The first assignment we received engages us in finding faith-promoting stories of Saints across the country, then writing and publishing them on Canada.lds.org. We began by calling stake presidents to obtain lists of their bishops and Relief Society presidents. Then we started contacting those ward leaders, requesting that they identify people in their congregations who had faith-promoting stories to relate. We have found many willing to share their experiences of conversion, faith, trials and testimonies.
While our writing assignment has been rewarding, we are also thankful to be included in proselyting and teaching activities with younger full-time missionaries. Two short anecdotes will help describe the types of experiences that make a mission more valuable than any “sacrifice” that we might have left behind.

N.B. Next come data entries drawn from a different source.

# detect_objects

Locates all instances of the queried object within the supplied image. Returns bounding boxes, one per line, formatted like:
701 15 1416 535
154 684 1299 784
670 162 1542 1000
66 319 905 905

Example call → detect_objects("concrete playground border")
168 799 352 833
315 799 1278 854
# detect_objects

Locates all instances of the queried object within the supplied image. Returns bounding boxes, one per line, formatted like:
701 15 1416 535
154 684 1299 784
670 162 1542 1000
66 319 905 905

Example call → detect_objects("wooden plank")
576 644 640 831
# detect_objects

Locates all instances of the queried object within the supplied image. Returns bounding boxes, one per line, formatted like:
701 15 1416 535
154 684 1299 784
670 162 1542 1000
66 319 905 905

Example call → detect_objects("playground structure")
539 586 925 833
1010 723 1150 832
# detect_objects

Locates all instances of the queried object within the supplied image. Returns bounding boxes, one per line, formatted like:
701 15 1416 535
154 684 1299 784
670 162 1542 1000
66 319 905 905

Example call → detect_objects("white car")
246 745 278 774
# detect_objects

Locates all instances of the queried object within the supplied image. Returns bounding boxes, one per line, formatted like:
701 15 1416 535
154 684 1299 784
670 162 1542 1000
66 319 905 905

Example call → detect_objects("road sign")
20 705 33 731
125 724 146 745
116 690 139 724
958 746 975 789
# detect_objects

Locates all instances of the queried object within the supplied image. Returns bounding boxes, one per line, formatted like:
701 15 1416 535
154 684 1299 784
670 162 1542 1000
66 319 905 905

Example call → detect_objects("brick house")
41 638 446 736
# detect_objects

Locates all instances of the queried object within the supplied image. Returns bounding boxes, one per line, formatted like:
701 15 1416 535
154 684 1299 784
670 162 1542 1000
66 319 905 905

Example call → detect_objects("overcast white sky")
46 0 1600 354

It seems that as soon as we had pinned on our missionary badges, every stop along the way provided opportunities to talk to others about the gospel and to provide a Book of Mormon or other information.
Following a night’s stop, we were eating breakfast at the hotel and noticed a man sitting nearby. He saw us dressed in business attire and asked, “Are you a CEO?” I answered that “no, I’m retired!” The conversation paused, and then it occurred to me to “open my mouth.” “The reason that I’m in a suit,” I explained, “is because we’re serving a mission for our Church.” He asked, “What church?” “The Church of Jesus Christ of Latter-day Saints,” I answered. Our new acquaintance then pumped his fist into the air in victory and said something to the effect, “Yahoo... me, too! I’m a Mormon! I was baptized nine years ago and I’m working on getting up in the priesthood.”

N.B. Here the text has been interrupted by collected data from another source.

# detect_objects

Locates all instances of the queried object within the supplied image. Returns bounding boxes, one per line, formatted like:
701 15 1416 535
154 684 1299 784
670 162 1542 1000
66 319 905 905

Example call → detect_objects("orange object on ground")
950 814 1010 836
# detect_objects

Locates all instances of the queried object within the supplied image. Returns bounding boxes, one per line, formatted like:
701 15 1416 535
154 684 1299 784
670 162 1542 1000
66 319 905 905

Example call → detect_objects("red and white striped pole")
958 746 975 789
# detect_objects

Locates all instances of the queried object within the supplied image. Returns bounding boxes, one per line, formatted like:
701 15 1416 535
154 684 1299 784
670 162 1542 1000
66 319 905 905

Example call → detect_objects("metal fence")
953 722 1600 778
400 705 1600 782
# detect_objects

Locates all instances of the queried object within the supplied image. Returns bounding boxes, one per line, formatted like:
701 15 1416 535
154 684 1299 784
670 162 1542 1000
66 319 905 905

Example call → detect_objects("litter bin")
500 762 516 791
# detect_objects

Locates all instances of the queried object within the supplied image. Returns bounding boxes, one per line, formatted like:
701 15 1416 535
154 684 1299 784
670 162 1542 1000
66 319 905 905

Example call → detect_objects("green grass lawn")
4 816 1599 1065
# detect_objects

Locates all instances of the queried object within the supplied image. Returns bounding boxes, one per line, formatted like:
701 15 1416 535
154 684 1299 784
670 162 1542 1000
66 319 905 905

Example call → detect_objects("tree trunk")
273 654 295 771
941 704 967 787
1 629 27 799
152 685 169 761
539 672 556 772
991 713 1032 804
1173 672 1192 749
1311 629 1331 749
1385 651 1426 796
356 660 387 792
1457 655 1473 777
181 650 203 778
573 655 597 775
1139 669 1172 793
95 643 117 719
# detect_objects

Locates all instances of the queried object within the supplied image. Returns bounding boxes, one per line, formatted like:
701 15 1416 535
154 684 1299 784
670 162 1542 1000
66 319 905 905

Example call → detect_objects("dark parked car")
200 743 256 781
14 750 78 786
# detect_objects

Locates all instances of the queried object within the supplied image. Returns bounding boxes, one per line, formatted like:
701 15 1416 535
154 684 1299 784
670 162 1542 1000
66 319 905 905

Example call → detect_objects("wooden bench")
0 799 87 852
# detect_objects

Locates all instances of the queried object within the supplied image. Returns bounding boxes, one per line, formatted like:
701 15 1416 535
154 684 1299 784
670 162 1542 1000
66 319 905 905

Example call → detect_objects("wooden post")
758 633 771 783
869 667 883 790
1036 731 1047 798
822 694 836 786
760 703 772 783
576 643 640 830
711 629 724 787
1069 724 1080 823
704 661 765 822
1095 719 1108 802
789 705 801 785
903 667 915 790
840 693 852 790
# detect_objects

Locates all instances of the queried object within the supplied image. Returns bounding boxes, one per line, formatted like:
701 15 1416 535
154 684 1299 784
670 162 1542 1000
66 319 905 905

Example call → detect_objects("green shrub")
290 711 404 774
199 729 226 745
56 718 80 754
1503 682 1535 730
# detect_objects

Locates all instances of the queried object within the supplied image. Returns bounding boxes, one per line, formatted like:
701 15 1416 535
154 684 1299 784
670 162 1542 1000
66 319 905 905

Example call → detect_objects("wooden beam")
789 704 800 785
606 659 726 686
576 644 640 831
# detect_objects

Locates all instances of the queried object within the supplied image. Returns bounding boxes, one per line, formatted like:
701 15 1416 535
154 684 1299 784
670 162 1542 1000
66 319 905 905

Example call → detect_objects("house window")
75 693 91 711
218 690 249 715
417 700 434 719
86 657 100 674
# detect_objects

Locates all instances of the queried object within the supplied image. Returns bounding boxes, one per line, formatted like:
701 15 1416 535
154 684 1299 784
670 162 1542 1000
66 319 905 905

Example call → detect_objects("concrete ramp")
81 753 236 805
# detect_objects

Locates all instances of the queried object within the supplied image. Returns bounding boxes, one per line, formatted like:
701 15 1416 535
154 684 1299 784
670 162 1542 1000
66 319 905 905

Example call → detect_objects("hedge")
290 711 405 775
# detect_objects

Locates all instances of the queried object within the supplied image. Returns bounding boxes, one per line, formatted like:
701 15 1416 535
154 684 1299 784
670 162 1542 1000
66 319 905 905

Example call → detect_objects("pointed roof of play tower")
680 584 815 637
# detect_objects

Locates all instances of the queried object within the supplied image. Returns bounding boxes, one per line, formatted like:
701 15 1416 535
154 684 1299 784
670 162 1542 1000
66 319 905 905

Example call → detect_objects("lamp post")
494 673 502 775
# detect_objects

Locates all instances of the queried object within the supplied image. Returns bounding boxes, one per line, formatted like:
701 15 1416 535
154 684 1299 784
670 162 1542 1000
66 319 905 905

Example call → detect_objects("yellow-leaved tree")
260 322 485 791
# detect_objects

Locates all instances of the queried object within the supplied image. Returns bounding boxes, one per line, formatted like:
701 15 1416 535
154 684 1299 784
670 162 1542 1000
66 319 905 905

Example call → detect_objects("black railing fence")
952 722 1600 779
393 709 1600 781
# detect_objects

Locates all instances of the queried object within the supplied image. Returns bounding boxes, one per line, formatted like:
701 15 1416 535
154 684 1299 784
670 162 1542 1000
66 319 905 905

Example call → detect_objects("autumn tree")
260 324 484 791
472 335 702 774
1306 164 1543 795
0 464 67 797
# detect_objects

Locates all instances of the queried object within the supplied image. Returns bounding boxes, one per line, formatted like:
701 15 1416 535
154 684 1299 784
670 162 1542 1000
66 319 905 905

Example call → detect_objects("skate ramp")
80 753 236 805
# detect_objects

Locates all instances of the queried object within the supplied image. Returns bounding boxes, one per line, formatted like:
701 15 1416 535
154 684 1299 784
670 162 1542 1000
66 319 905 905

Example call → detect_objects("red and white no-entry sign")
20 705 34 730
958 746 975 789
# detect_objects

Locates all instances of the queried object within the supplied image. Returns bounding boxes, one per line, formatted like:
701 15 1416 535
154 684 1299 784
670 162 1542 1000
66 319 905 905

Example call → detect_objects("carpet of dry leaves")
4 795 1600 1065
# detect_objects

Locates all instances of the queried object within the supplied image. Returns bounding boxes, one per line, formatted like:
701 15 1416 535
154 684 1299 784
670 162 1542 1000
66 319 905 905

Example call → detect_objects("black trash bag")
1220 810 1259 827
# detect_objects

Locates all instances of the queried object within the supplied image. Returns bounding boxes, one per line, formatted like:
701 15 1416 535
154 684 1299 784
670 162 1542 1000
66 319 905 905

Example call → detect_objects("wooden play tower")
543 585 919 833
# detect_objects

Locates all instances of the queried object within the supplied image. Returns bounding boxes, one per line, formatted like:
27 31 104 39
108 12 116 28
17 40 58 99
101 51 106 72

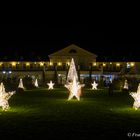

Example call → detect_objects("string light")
0 83 15 111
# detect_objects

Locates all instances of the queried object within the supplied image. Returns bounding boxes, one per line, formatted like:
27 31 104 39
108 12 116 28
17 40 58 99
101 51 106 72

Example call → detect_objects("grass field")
0 87 140 139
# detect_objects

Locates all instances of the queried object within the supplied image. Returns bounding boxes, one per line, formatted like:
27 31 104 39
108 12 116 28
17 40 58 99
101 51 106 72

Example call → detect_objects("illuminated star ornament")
47 81 55 90
91 81 98 90
0 82 15 111
18 78 25 89
65 76 84 101
130 83 140 110
34 79 39 88
65 58 85 101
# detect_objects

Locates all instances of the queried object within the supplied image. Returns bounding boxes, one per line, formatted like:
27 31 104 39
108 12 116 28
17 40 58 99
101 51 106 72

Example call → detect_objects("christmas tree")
18 78 24 89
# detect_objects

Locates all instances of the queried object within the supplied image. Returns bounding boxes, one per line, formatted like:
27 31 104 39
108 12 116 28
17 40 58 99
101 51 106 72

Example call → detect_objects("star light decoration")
65 58 85 101
47 81 55 90
130 83 140 110
0 82 15 111
18 78 25 89
91 81 98 90
34 79 39 88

The next day, we stopped to have the oil changed in our vehicle. With an hour of down time, we walked to a nearby fast food restaurant for lunch. While I waited for our meal to be prepared, a mother and three young girls walked up to the counter. One of the girls walked within a few feet of me, looking at my missionary badge (upon which are the words “The Church of Jesus Christ of Latter-day Saints.”) When her mother called her back to leave the restaurant, I heard the girl say aloud, “Mom, we need to go to Church!” I was amazed at how the gospel was preached just by our being at that place at that time.
Full-time missionary service doesn’t go “off the clock” at meal time or any other time. One day, we stopped at a fast-food restaurant and I noticed a Hispanic man standing in line to my left. As I caught his eye, greetings, then conversation ensued and he sat with us to eat. We began to explain the restoration of the Church to him. We talked of the Prophet Joseph Smith and the Book of Mormon. Though we had an English Book of Mormon at hand, I thought it might be best to let the full-time Spanish missionaries contact him. We offered to have a copy of the Book of Mormon delivered to his home. He readily agreed. Enrique could not give us an exact address, but he described his home as “in the third trailer court down the street, in number 20A. Later we drove to Enrique’s address, but no one lived at number “20 A.” Disappointed, we left and reported our contact the Spanish speaking missionaries. They, too, had no success locating Enrique.
Months passed by, and then we received a phone call. Do you remember Enrique who you met at KFC?” the elder asked us. “We do,” I replied. “We found him!” the missionary exclaimed. We were invited to the next teaching appointment where Enrique and his brother are being prepared for baptism. As it turned out, Enrique lives in trailer “28.” He remembered us and we were humbled that the Lord looked after him and guided missionaries to find him.
Indeed, missionary work is a work of seeking. We are enjoying being lost in the work of finding.